Assim como os outros especialistas, Vale defende, no entanto, que hoje a despeito das divergências e polêmicas, a pauta da reforma da Previdência está acima do Governo. “Hoje estamos como uma economia derrapando, com risco de uma nova recessão. Por mais que exista tensão com Bolsonaro, o Congresso sabe da necessidade da reforma. Hoje o mercado vê com grande fiador da reforma o presidente da Câmara, Rodrigo Maia. Vê que há vontade dos parlamentares e a situação irá azedar se algo acontecer com essa liderança do Maia”, ressalta Vale.

Para o economista, a tendência é que o Executivo perca força cada vez mais. “As mudanças e medidas devem vir cada vez mais do Congresso e o presidente deve colecionar mais derrotas. É uma espécie de parlamentarismo branco. Líderes dos partidos assumem o compromisso com a pauta econômica própria, colocando seu DNA na reforma da Previdência e na Tributária”, opina.

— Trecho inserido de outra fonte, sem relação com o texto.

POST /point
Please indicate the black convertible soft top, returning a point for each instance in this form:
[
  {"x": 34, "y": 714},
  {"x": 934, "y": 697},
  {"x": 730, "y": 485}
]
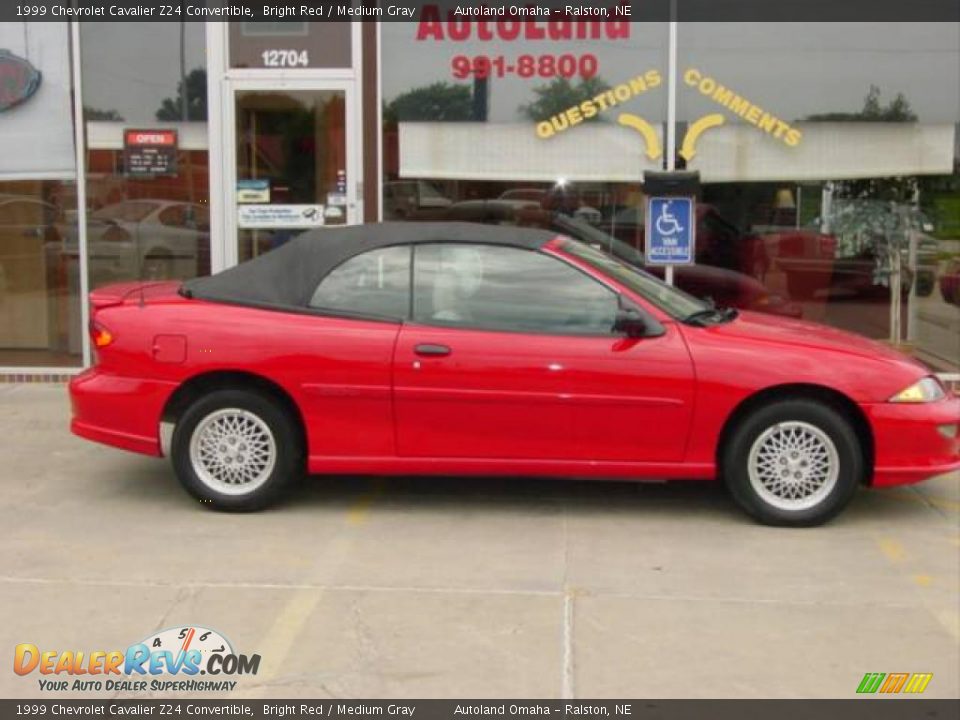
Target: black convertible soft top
[{"x": 288, "y": 276}]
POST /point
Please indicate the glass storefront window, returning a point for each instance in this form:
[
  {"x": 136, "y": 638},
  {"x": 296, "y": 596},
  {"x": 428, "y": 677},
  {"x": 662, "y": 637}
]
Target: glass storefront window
[
  {"x": 39, "y": 274},
  {"x": 828, "y": 154},
  {"x": 143, "y": 222},
  {"x": 513, "y": 122},
  {"x": 39, "y": 264},
  {"x": 832, "y": 148}
]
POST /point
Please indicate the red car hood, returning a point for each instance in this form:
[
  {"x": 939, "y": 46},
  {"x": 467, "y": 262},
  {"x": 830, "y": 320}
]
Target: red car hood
[{"x": 762, "y": 327}]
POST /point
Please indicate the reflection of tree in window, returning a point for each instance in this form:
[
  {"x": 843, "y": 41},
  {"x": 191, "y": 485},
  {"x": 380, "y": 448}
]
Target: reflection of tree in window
[
  {"x": 899, "y": 189},
  {"x": 559, "y": 95},
  {"x": 439, "y": 102}
]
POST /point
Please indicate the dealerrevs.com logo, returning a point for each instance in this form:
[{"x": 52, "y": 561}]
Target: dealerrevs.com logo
[{"x": 168, "y": 661}]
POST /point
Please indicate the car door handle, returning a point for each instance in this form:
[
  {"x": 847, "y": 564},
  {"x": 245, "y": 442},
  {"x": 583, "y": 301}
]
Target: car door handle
[{"x": 428, "y": 350}]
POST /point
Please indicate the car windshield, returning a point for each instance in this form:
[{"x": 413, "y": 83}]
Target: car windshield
[
  {"x": 675, "y": 303},
  {"x": 594, "y": 237}
]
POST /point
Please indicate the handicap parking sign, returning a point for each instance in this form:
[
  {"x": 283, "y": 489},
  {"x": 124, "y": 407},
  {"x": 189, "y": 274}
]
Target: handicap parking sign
[{"x": 671, "y": 230}]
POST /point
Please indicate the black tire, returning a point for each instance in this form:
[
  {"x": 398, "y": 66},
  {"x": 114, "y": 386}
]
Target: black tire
[
  {"x": 288, "y": 463},
  {"x": 735, "y": 461}
]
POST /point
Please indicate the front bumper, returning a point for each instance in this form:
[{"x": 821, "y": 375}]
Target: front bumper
[
  {"x": 119, "y": 411},
  {"x": 909, "y": 440}
]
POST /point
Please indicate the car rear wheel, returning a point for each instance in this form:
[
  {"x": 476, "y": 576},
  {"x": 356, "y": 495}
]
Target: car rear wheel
[
  {"x": 236, "y": 450},
  {"x": 794, "y": 462}
]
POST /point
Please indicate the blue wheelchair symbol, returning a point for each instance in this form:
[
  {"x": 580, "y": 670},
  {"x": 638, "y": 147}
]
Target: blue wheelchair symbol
[{"x": 670, "y": 231}]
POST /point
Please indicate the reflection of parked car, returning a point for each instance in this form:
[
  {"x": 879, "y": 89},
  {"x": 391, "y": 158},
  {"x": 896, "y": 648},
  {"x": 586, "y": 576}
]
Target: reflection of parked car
[
  {"x": 850, "y": 254},
  {"x": 412, "y": 199},
  {"x": 718, "y": 242},
  {"x": 950, "y": 282},
  {"x": 458, "y": 348},
  {"x": 148, "y": 239},
  {"x": 725, "y": 288}
]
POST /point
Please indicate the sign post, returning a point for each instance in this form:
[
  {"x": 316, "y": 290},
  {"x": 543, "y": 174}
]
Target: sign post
[{"x": 671, "y": 219}]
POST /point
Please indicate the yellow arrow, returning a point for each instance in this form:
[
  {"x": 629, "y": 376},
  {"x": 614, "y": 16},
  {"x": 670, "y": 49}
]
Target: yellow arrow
[
  {"x": 696, "y": 129},
  {"x": 643, "y": 127}
]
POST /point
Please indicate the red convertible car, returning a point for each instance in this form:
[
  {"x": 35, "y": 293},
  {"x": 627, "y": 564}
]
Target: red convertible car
[{"x": 447, "y": 348}]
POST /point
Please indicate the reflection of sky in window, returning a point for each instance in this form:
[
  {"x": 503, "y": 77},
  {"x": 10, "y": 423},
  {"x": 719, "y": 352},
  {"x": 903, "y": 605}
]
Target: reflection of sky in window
[
  {"x": 131, "y": 67},
  {"x": 792, "y": 69}
]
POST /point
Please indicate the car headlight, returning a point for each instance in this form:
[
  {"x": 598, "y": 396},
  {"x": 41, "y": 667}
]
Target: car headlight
[{"x": 928, "y": 389}]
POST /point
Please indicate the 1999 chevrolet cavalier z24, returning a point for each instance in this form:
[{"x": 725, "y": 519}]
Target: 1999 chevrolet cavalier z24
[{"x": 466, "y": 349}]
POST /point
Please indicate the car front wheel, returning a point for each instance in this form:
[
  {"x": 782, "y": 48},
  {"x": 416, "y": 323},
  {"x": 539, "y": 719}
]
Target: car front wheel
[
  {"x": 794, "y": 462},
  {"x": 236, "y": 450}
]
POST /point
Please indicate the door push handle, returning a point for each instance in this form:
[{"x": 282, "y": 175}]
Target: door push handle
[{"x": 427, "y": 350}]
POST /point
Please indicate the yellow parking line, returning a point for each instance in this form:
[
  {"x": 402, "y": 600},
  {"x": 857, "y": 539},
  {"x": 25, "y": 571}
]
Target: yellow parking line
[
  {"x": 358, "y": 513},
  {"x": 892, "y": 549},
  {"x": 287, "y": 626},
  {"x": 943, "y": 503}
]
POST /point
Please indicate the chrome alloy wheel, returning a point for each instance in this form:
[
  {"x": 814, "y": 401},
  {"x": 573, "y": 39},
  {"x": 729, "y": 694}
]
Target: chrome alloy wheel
[
  {"x": 232, "y": 451},
  {"x": 793, "y": 466}
]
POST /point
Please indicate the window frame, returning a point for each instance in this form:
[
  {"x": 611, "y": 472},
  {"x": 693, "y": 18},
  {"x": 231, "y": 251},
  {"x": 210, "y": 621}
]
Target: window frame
[
  {"x": 619, "y": 298},
  {"x": 361, "y": 315}
]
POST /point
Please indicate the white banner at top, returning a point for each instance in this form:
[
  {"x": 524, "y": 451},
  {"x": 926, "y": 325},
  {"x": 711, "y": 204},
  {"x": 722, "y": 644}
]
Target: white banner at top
[
  {"x": 607, "y": 152},
  {"x": 36, "y": 128}
]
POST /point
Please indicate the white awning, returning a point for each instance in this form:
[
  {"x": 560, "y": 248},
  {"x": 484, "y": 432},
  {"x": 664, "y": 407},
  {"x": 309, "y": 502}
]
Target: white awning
[{"x": 606, "y": 152}]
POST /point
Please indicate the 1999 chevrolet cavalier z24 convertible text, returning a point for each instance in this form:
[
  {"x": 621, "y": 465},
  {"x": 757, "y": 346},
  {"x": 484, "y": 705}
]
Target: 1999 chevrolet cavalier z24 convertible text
[{"x": 466, "y": 349}]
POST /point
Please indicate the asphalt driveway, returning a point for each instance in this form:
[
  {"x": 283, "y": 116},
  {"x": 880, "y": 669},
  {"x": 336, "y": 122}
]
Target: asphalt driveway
[{"x": 441, "y": 587}]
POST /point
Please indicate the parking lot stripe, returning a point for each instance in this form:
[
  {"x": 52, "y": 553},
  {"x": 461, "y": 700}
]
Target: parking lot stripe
[
  {"x": 293, "y": 616},
  {"x": 567, "y": 682},
  {"x": 892, "y": 549}
]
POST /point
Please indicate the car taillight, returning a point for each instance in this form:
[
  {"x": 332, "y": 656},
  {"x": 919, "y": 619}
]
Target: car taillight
[{"x": 100, "y": 335}]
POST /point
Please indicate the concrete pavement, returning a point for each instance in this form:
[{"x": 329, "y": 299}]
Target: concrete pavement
[{"x": 438, "y": 587}]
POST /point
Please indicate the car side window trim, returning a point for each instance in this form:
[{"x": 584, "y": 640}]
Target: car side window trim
[{"x": 616, "y": 295}]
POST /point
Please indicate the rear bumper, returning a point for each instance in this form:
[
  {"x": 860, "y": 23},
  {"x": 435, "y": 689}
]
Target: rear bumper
[
  {"x": 911, "y": 444},
  {"x": 119, "y": 411}
]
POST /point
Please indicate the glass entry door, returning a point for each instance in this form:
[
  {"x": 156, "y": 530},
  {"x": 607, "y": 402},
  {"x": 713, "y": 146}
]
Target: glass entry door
[{"x": 295, "y": 161}]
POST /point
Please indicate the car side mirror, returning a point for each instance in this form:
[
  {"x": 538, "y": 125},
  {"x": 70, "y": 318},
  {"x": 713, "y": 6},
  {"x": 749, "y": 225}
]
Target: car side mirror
[{"x": 630, "y": 322}]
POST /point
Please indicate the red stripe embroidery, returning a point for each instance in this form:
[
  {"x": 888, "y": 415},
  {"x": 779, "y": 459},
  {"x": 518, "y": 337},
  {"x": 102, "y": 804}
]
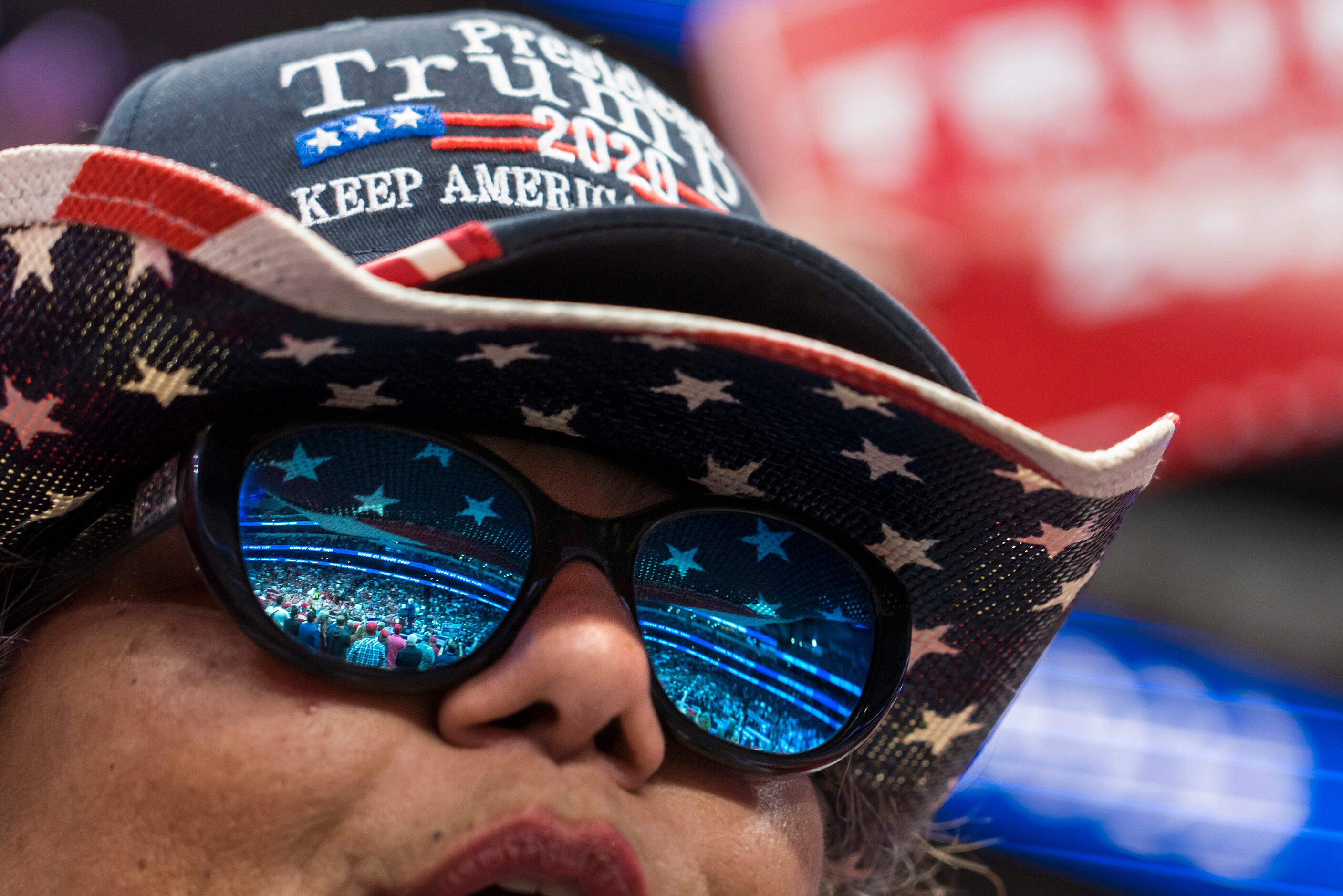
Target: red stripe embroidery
[
  {"x": 473, "y": 242},
  {"x": 129, "y": 191}
]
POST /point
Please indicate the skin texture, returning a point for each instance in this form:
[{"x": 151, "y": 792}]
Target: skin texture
[{"x": 149, "y": 747}]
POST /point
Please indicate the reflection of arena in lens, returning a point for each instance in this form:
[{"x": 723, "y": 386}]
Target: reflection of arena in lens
[
  {"x": 379, "y": 550},
  {"x": 758, "y": 633}
]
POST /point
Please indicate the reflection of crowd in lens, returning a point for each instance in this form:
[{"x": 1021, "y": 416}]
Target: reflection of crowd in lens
[
  {"x": 368, "y": 620},
  {"x": 737, "y": 711}
]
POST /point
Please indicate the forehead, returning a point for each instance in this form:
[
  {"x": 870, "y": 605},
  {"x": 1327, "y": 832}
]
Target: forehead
[{"x": 581, "y": 481}]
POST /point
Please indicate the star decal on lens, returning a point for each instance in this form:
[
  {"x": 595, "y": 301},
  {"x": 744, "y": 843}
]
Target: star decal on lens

Os descolamento do Congresso e as instabilidades criadas por Bolsonaro devem dificultar ainda mais a retomada do crescimento do país, segundo Vale. “A reforma da Previdência continua sendo extremamente necessária, mas ela por si só não fará o país voltar a crescer. Esse elemento de instabilidade política dificulta novamente o investimento a longo prazo, explica.

A MB Associados estima um crescimento médio de 2% do PIB durante os quatro anos de mandato de Bolsonaro. “Do jeito que o presidente vem atuando, avalio que o atual Governo é de transição, que prepara o terreno inclusive com reformas. Mas somente um novo Governo com estratégia política, menos belicoso, saberá realmente aproveitar mais as condições para o país retomar a rota de crescimento”.